A shift from free-abrasive/steel wire sawing to fixed-abrasive diamond wire sawing is expected to take place in the PV cell manufacturing industry, with 2018 being the anticipated pivotal point for market dominance. This shift is due to several key advantages of diamond wire sawing, such as higher throughput, less wire per wafer, no slurry and the possibility of kerf recycling. However, in order for diamond wire sawing to realize its promise as the next-generation workhorse for the slicing of silicon PV wafers, inherent fundamental challenges must be properly identified and successfully addressed by the PV industry.
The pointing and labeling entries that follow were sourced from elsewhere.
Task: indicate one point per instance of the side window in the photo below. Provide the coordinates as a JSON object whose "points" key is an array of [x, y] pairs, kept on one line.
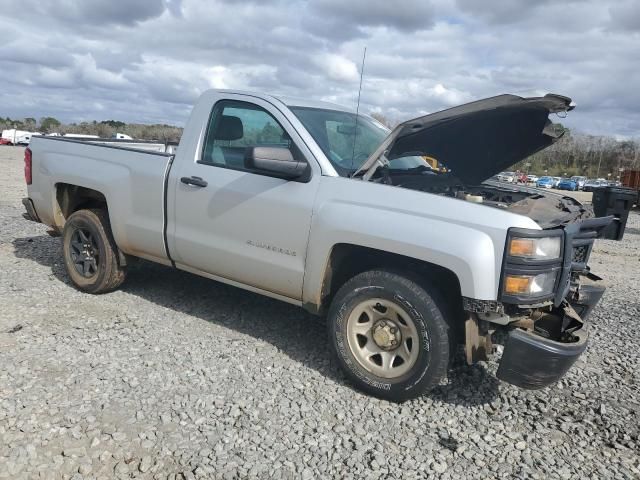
{"points": [[234, 126]]}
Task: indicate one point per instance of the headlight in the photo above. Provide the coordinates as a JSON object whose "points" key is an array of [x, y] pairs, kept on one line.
{"points": [[542, 248], [539, 285]]}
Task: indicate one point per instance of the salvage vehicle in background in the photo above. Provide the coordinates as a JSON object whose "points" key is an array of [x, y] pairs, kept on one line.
{"points": [[579, 181], [567, 184], [593, 184], [545, 182], [309, 203], [509, 177]]}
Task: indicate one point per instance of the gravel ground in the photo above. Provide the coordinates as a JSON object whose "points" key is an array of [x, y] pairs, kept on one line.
{"points": [[175, 376]]}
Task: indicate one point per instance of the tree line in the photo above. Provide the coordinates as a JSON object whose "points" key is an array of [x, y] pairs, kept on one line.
{"points": [[104, 129], [573, 154], [593, 156]]}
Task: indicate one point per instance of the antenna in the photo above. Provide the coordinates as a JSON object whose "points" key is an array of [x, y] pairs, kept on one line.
{"points": [[355, 133]]}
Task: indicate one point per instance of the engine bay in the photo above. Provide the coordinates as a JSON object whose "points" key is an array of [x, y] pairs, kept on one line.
{"points": [[548, 209]]}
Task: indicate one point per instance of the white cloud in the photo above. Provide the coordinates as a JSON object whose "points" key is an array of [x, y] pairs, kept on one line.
{"points": [[149, 61], [338, 68]]}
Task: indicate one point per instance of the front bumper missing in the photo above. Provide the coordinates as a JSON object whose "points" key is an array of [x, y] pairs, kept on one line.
{"points": [[532, 362]]}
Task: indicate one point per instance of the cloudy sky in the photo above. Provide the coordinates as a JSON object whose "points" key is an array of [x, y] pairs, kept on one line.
{"points": [[148, 60]]}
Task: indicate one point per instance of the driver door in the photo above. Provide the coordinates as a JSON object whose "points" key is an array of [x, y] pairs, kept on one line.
{"points": [[242, 225]]}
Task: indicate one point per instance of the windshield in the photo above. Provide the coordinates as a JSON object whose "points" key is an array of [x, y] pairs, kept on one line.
{"points": [[346, 146]]}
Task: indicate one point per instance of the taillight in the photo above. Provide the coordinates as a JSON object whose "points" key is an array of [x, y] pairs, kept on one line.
{"points": [[27, 166]]}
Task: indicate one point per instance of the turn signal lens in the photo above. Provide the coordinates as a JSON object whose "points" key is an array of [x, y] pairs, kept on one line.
{"points": [[530, 285], [517, 284]]}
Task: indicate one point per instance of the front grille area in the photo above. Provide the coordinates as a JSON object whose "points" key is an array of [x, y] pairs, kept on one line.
{"points": [[580, 254], [481, 306]]}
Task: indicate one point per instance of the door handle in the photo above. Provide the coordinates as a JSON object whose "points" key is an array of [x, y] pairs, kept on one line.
{"points": [[195, 181]]}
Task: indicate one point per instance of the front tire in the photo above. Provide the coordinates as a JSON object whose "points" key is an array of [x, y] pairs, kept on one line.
{"points": [[90, 252], [389, 335]]}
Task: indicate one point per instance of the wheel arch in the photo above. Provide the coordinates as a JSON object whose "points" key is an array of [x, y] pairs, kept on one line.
{"points": [[70, 198], [347, 260]]}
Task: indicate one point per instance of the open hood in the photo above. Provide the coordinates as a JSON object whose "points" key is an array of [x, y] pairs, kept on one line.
{"points": [[478, 139]]}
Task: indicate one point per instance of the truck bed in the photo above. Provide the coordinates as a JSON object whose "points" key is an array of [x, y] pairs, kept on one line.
{"points": [[130, 176]]}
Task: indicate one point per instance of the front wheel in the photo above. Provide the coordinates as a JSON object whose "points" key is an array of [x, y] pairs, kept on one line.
{"points": [[90, 252], [389, 335]]}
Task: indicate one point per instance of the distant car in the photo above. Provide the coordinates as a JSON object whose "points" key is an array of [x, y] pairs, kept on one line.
{"points": [[591, 185], [507, 177], [579, 180], [567, 184], [545, 182]]}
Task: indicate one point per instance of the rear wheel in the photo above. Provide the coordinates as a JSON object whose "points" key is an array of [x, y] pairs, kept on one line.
{"points": [[90, 253], [389, 335]]}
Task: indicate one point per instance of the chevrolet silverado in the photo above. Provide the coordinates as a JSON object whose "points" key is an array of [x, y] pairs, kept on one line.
{"points": [[312, 204]]}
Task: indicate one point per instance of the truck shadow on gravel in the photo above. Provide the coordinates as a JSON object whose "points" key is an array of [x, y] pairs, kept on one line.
{"points": [[296, 333]]}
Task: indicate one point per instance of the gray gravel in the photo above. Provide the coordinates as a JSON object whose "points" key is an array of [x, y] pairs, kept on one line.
{"points": [[175, 376]]}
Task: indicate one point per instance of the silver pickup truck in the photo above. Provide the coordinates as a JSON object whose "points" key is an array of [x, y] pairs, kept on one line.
{"points": [[309, 203]]}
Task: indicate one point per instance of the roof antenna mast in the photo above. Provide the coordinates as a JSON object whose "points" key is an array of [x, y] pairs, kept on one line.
{"points": [[355, 133]]}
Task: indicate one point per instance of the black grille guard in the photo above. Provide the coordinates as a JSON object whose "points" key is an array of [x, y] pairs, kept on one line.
{"points": [[579, 235]]}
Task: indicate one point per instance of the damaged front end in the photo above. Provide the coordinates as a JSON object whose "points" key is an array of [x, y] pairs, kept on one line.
{"points": [[542, 335]]}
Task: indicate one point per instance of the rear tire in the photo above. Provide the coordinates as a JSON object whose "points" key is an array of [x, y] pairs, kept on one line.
{"points": [[378, 316], [90, 252]]}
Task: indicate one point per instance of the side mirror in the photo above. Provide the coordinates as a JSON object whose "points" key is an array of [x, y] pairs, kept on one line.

As a first step to increasing the current collective understanding of the critical needs/challenges of diamond wire sawing, the c-Si programme of the U.S. PVMC held a workshop on July 8th, 2014 in San Francisco, California. One of the key products of this workshop was an extensive list of short- and long-term challenges. This article expands on some of the most important challenges identified at the workshop through the collective discussions and dialogue among a variety of PV industry experts and stakeholders.